Practical Applications
Immediate Applications
The following applications can be deployed now by leveraging the paper’s taxonomy, datasets, code, and the demonstrated test-time reasoning guidance that scaffolds meta-cognitive and structural reasoning patterns.
- Cognitively scaffolded prompting for complex tasks (software, customer support, legal, operations)
- Use case: Wrap LLMs with prompts that enforce sequences like self-awareness → hierarchical representation → decomposition → evaluation on ill-structured problems (e.g., incident postmortems, policy analyses, legal memos, complex customer escalations).
- Tools/workflows: “Reasoning Guidance” prompt library; task-type detectors to select scaffolds; integration into LangChain/LlamaIndex as middleware; parameterized templates per domain.
- Assumptions/dependencies: Model must expose or reliably simulate reasoning traces; latency and token costs may rise; benefits most pronounced on ill-structured tasks (as reported up to ~60–66.7% improvement).
- Cognitive-process auditing and QA for LLM outputs (AI governance, compliance, safety)
- Use case: Evaluate whether outputs exhibit the 28 cognitive elements correlated with success (e.g., meta-cognitive evaluation, hierarchical organization), not just final accuracy.
- Tools/workflows: Annotation toolkit and metrics from the released code/data; dashboards that visualize the presence/sequence of cognitive elements; “Cognitive Element Scorecards.”
- Assumptions/dependencies: Requires access to model traces or generated “think-aloud”; automated classifiers may need domain calibration; auditing complements but does not replace outcome validation.
- Model selection and routing by cognitive profile (MLOps, platform teams)
- Use case: Route tasks to models that exhibit stronger meta-cognitive controls or hierarchical reasoning on similar problem structures; avoid models that over-rely on shallow forward chaining for ill-structured tasks.

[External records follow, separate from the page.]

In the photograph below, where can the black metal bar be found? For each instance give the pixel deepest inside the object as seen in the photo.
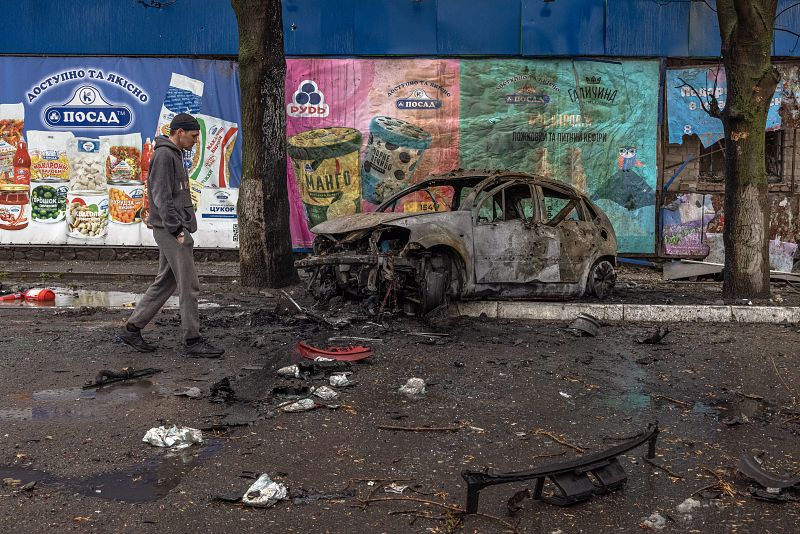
(478, 480)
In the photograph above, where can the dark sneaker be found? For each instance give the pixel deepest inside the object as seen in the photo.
(202, 349)
(135, 340)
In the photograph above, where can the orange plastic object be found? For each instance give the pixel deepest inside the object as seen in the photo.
(342, 354)
(40, 294)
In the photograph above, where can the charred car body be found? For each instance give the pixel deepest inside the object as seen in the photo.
(467, 235)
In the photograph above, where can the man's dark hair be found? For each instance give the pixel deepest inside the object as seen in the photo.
(183, 121)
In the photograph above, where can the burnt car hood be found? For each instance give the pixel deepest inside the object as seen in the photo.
(359, 221)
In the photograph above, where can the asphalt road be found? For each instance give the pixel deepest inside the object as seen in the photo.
(500, 395)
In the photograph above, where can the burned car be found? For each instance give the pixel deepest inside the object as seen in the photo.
(467, 235)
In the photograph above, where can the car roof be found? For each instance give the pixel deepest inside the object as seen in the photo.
(480, 175)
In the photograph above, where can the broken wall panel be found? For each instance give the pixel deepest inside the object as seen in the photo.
(684, 219)
(783, 231)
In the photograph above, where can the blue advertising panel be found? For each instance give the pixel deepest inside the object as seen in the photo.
(684, 89)
(90, 125)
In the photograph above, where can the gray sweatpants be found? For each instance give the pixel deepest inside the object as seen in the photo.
(175, 270)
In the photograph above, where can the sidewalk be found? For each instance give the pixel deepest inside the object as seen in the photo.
(88, 271)
(641, 295)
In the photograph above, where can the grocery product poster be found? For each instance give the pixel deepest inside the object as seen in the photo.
(593, 124)
(77, 134)
(361, 130)
(686, 87)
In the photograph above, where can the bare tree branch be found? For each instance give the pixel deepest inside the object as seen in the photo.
(782, 11)
(744, 12)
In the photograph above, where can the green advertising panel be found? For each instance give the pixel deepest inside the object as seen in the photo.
(592, 124)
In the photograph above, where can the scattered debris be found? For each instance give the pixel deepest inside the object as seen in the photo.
(514, 503)
(688, 505)
(655, 522)
(108, 376)
(264, 493)
(551, 435)
(341, 380)
(291, 391)
(414, 386)
(302, 496)
(303, 405)
(585, 325)
(222, 390)
(750, 467)
(192, 393)
(656, 337)
(395, 488)
(422, 428)
(342, 354)
(173, 437)
(355, 338)
(666, 470)
(571, 477)
(285, 309)
(682, 404)
(325, 393)
(291, 371)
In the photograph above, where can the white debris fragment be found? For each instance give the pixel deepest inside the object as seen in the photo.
(265, 492)
(655, 522)
(192, 393)
(688, 505)
(174, 437)
(292, 371)
(414, 386)
(325, 393)
(340, 380)
(394, 487)
(303, 405)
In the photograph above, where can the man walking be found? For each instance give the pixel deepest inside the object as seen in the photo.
(173, 220)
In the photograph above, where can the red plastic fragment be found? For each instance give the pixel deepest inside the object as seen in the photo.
(342, 354)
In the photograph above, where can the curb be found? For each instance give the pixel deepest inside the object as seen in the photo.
(56, 276)
(630, 313)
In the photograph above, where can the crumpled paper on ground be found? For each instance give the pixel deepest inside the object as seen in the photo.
(173, 437)
(414, 386)
(265, 493)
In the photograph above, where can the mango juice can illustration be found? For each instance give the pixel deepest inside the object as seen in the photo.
(394, 148)
(326, 164)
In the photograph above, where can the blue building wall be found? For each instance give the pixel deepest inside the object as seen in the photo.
(619, 28)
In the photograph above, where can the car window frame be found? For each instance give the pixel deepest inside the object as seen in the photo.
(489, 193)
(575, 202)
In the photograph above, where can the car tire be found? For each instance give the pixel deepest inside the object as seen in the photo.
(601, 281)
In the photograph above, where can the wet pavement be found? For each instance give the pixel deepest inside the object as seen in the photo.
(515, 395)
(76, 298)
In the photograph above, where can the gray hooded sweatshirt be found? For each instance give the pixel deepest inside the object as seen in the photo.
(168, 190)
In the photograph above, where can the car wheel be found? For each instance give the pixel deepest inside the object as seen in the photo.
(602, 278)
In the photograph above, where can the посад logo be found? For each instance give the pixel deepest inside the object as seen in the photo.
(418, 99)
(307, 101)
(527, 95)
(88, 109)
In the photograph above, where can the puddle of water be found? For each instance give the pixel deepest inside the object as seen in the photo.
(146, 482)
(66, 298)
(729, 410)
(66, 404)
(627, 402)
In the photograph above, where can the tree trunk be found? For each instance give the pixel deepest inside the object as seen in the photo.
(265, 250)
(746, 28)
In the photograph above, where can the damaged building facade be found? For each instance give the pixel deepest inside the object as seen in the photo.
(564, 90)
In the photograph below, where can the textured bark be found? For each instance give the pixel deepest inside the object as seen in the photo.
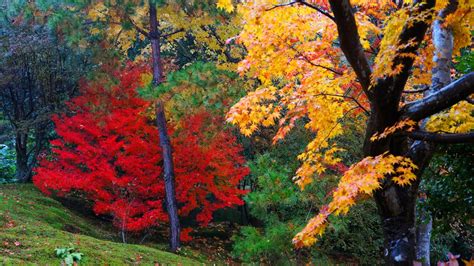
(350, 40)
(441, 77)
(396, 204)
(23, 173)
(423, 238)
(168, 169)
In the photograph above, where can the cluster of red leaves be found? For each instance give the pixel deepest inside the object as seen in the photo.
(109, 151)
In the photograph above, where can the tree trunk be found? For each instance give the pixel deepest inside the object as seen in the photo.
(168, 171)
(441, 76)
(23, 173)
(397, 210)
(423, 237)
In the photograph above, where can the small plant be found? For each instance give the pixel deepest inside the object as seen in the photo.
(69, 256)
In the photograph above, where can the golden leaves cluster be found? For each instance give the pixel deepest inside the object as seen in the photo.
(362, 178)
(457, 119)
(407, 125)
(302, 74)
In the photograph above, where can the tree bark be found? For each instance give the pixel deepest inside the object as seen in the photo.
(168, 170)
(441, 77)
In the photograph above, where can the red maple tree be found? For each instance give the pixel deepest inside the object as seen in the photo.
(109, 151)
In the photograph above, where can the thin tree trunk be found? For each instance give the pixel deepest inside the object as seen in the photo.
(168, 171)
(22, 171)
(441, 76)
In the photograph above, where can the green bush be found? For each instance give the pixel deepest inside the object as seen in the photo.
(282, 210)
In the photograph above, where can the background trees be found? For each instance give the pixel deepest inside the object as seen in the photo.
(110, 141)
(38, 73)
(310, 69)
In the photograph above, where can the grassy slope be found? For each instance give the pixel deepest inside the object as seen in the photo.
(32, 226)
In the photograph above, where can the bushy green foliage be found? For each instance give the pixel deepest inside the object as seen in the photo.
(283, 209)
(7, 164)
(200, 85)
(448, 183)
(68, 255)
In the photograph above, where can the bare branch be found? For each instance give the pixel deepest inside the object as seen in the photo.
(137, 28)
(417, 91)
(346, 97)
(440, 138)
(305, 4)
(172, 33)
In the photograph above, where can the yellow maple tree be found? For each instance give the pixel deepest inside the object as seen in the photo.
(323, 60)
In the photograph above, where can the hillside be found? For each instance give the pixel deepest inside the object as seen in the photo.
(32, 226)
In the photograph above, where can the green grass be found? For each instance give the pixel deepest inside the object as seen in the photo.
(32, 226)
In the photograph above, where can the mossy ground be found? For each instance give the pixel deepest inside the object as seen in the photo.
(32, 226)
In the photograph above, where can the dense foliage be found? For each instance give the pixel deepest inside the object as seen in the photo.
(110, 142)
(281, 210)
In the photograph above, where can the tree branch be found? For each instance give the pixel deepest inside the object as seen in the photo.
(440, 138)
(446, 97)
(305, 4)
(350, 40)
(172, 33)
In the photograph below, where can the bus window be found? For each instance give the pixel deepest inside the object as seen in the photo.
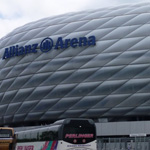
(5, 133)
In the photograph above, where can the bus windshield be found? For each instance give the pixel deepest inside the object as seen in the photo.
(5, 133)
(79, 132)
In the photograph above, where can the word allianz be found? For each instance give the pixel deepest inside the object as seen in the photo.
(17, 50)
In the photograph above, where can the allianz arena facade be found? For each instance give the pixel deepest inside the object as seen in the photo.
(91, 64)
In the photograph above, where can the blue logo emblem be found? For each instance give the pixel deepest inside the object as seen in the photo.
(46, 45)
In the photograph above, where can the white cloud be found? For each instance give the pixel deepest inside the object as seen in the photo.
(14, 13)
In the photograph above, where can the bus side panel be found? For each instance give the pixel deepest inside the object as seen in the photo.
(68, 146)
(45, 145)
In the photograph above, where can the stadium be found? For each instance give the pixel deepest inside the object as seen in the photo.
(90, 64)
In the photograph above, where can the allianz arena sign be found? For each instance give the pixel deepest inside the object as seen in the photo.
(47, 44)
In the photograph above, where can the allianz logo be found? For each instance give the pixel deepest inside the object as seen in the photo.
(48, 44)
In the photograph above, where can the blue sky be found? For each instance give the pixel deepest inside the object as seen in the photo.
(14, 13)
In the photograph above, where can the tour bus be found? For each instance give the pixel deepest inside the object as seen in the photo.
(7, 138)
(68, 134)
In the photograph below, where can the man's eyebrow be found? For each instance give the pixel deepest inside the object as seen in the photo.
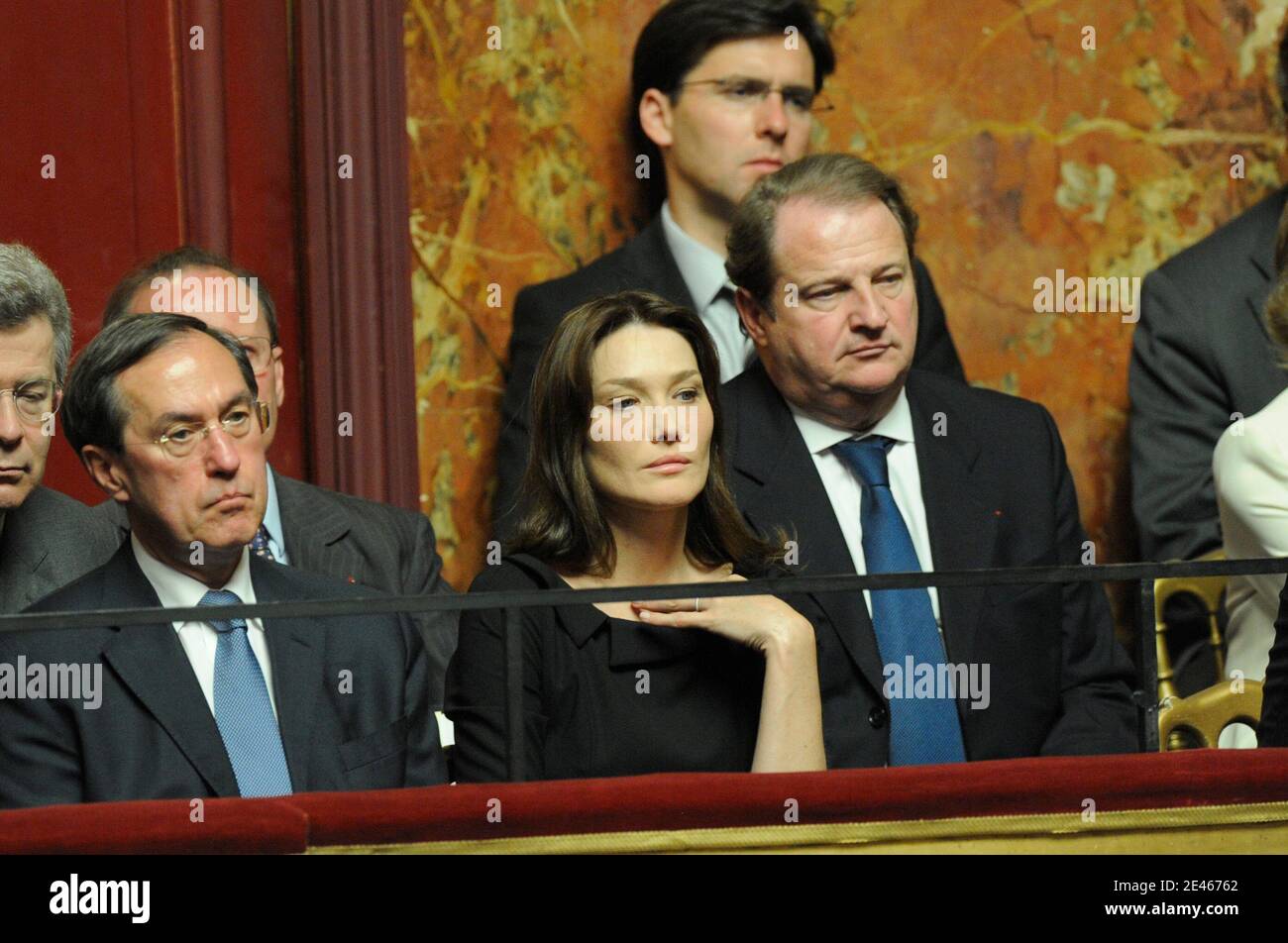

- Tools/workflows: Cognitive profiling benchmarks built from the released corpus; per-task routers; A/B evaluation harnesses.
- Assumptions/dependencies: Profiles must be built and maintained; performance differs by modality and domain; routing adds system complexity.
- Reasoning-aware UX for transparency and user trust (product, HCI)
- Use case: Interfaces that surface meta-cognitive steps (self-assessment, evaluation) and structural representations (hierarchies, causal chains) to help users inspect and steer reasoning.
- Tools/workflows: “Think-aloud” modes with structured sections; interactive toggles for plan vs. exploration; error-check prompts.
- Assumptions/dependencies: Must balance verbosity with usability; risk of users over-trusting articulated but incorrect reasoning.
- Education: meta-cognitive tutoring and paper aids (education, edtech)
- Use case: Tutor prompts guiding students through goal management, decomposition, verification, and representational restructuring for math proofs, science explanations, or writing.
- Tools/workflows: Lesson templates aligned to the taxonomy; formative assessment rubrics capturing cognitive elements; student-facing reasoning checklists.
- Assumptions/dependencies: Nontrivial to align with curricula and assessments; domain calibration needed to avoid confabulation; human-in-the-loop essential.
- Root-cause analysis and decision support (IT ops, engineering, finance, risk)
- Use case: Enforce backward chaining and evaluation to derive prerequisites for failures or risks; integrate causal and temporal organization when analyzing logs or market events.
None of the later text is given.